Department of Electrical and Computer Engineering, University of California San Diego, La Jolla, CA, 92093, USA.
Viscient Biosciences Inc, San Diego, CA, 92121, USA.
Sci Rep. 2022 Jul 1;12(1):11180. doi: 10.1038/s41598-022-15364-7.
To improve the understanding of the complex biological process underlying the development of non-alcoholic steatohepatitis (NASH), 3D imaging flow cytometry (3D-IFC) with transmission and side-scattered images were used to characterize hepatic stellate cell (HSC) and liver endothelial cell (LEC) morphology at single-cell resolution. In this study, HSC and LEC were obtained from biopsy-proven NASH subjects with early-stage NASH (F2-F3) and healthy controls. Here, we applied single-cell imaging and 3D digital reconstructions of healthy and diseased cells to analyze a spatially resolved set of morphometric cellular and texture parameters that showed regression with disease progression.
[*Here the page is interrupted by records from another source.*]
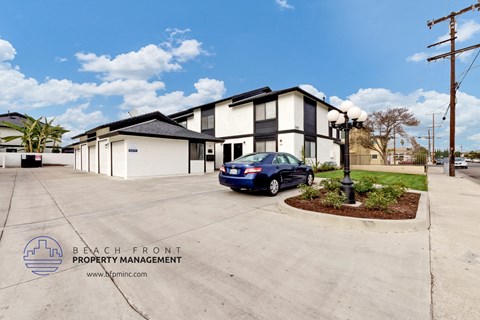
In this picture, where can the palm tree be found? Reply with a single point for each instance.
(35, 134)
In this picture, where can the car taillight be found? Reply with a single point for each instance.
(252, 170)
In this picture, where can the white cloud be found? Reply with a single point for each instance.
(423, 103)
(7, 51)
(283, 4)
(311, 89)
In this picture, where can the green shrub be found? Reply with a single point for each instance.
(334, 199)
(308, 192)
(379, 200)
(395, 190)
(332, 184)
(364, 185)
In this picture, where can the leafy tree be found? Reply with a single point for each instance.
(35, 134)
(382, 125)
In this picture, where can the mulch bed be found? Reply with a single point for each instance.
(405, 208)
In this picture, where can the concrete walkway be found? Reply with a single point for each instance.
(242, 259)
(455, 245)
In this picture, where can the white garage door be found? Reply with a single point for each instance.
(91, 159)
(103, 156)
(78, 159)
(84, 152)
(118, 159)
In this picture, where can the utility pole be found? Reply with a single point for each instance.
(432, 158)
(453, 83)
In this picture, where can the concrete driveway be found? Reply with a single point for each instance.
(240, 257)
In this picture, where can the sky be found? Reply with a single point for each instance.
(91, 62)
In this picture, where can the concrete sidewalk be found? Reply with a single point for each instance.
(455, 245)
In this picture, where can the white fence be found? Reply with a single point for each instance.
(8, 160)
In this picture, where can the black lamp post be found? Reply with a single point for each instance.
(341, 121)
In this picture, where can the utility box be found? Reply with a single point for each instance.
(31, 161)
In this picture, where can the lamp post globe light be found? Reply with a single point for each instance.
(347, 118)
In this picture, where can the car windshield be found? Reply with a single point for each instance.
(253, 157)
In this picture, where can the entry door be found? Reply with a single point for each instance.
(91, 159)
(237, 150)
(84, 153)
(227, 152)
(118, 159)
(103, 156)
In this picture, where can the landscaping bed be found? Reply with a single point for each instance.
(405, 207)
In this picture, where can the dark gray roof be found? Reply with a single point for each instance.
(13, 117)
(160, 129)
(129, 121)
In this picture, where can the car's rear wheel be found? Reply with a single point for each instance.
(309, 179)
(273, 187)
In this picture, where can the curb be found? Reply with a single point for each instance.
(420, 223)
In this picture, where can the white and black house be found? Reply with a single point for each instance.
(290, 120)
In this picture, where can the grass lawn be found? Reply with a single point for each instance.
(412, 181)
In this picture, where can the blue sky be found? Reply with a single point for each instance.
(89, 62)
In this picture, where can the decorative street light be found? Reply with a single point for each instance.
(341, 121)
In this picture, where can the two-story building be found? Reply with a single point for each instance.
(290, 120)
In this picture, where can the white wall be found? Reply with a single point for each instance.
(326, 151)
(195, 123)
(197, 166)
(233, 121)
(14, 159)
(291, 143)
(156, 156)
(322, 122)
(247, 148)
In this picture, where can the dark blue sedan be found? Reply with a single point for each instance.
(265, 171)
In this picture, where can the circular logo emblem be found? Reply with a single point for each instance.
(42, 255)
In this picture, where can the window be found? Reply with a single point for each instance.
(292, 159)
(208, 122)
(310, 149)
(197, 151)
(266, 111)
(266, 146)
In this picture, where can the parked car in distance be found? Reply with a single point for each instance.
(265, 171)
(461, 163)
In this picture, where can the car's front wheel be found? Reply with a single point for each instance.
(273, 187)
(309, 179)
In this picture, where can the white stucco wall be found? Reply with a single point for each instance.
(156, 157)
(290, 111)
(291, 143)
(322, 122)
(233, 121)
(247, 148)
(197, 166)
(194, 123)
(326, 151)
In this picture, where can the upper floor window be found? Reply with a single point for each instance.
(208, 122)
(266, 111)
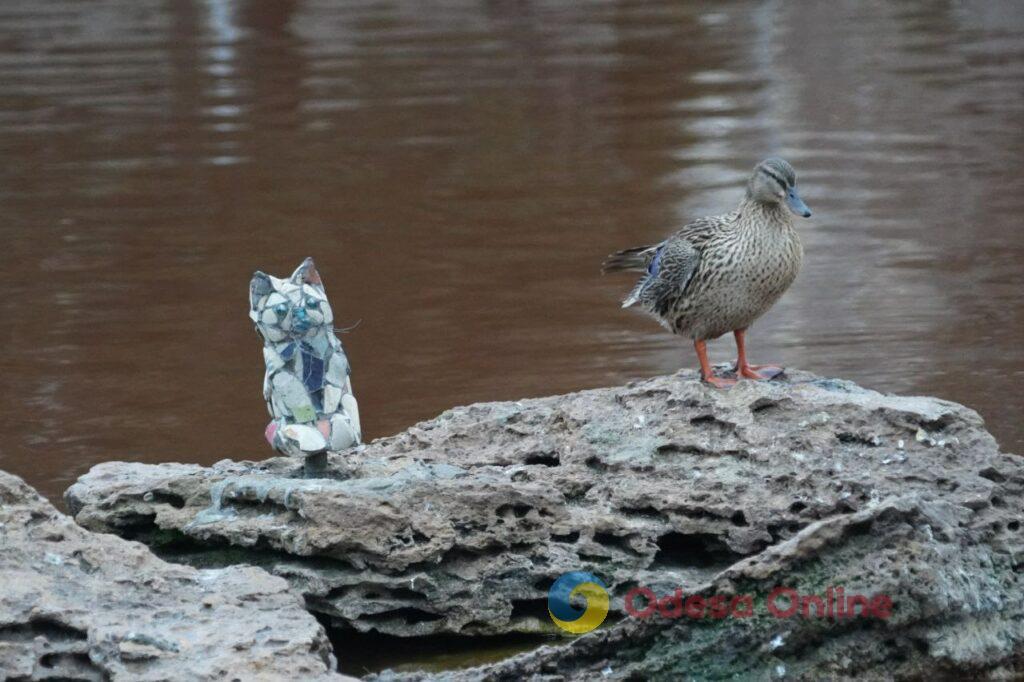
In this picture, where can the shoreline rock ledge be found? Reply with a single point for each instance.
(78, 605)
(460, 525)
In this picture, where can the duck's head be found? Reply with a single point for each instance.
(774, 181)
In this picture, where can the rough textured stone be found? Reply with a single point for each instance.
(77, 605)
(461, 523)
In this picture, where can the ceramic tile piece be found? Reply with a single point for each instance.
(351, 408)
(312, 372)
(308, 437)
(332, 398)
(342, 435)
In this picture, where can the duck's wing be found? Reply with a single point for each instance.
(670, 266)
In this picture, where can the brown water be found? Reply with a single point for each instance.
(459, 170)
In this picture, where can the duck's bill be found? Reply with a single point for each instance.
(797, 205)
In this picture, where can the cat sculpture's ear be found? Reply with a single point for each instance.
(306, 273)
(259, 287)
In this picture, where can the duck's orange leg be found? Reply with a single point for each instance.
(706, 373)
(756, 372)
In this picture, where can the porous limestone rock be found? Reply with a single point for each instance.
(78, 605)
(460, 524)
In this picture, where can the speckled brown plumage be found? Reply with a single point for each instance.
(718, 274)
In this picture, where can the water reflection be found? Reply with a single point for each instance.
(459, 174)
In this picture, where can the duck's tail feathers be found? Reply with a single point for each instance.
(636, 259)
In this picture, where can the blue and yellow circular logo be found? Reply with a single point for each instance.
(574, 620)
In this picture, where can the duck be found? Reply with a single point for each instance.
(720, 273)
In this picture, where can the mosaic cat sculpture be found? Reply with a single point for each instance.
(307, 388)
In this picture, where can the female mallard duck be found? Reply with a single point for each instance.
(720, 273)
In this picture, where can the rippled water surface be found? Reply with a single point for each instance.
(459, 170)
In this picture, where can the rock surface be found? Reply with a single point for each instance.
(461, 523)
(77, 605)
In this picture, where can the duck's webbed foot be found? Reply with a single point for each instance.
(755, 372)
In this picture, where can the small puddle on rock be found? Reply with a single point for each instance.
(363, 653)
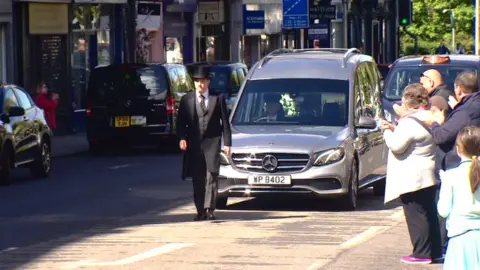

By developing a customized autoencoder convolutional neural network (CNN) based on label-free cell transmission and side scattering images obtained from a 3D imaging flow cytometer, we demonstrated key regulated cell types involved in the development of NASH and cell classification performance superior to conventional machine learning methods.
为了深入理解非酒精性脂肪性肝炎(NASH)发展背后的复杂生物学过程,本研究采用具备透射和侧向散射成像功能的三维成像流式细胞术(3D-IFC),以单细胞分辨率对肝星状细胞(HSC)和肝内皮细胞(LEC)的形态进行了特征描述。本研究中,HSC 和 LEC 取自活检证实的早期 NASH(F2-F3)和健康对照者。我们通过单细胞成像和对健康和患病细胞的 3D 数字重建,分析了一组具有空间分辨率的形态计量学细胞和纹理参数,这些参数随疾病进展而呈现出退行性变化。我们基于从 3D 成像流式细胞仪获得的无标记细胞透射和侧向散射图像,开发了定制的自动编码器卷积神经网络(CNN),从而证明了参与 NASH 发展的关键调节细胞类型,并实现了优于传统机器学习方法的细胞分类性能。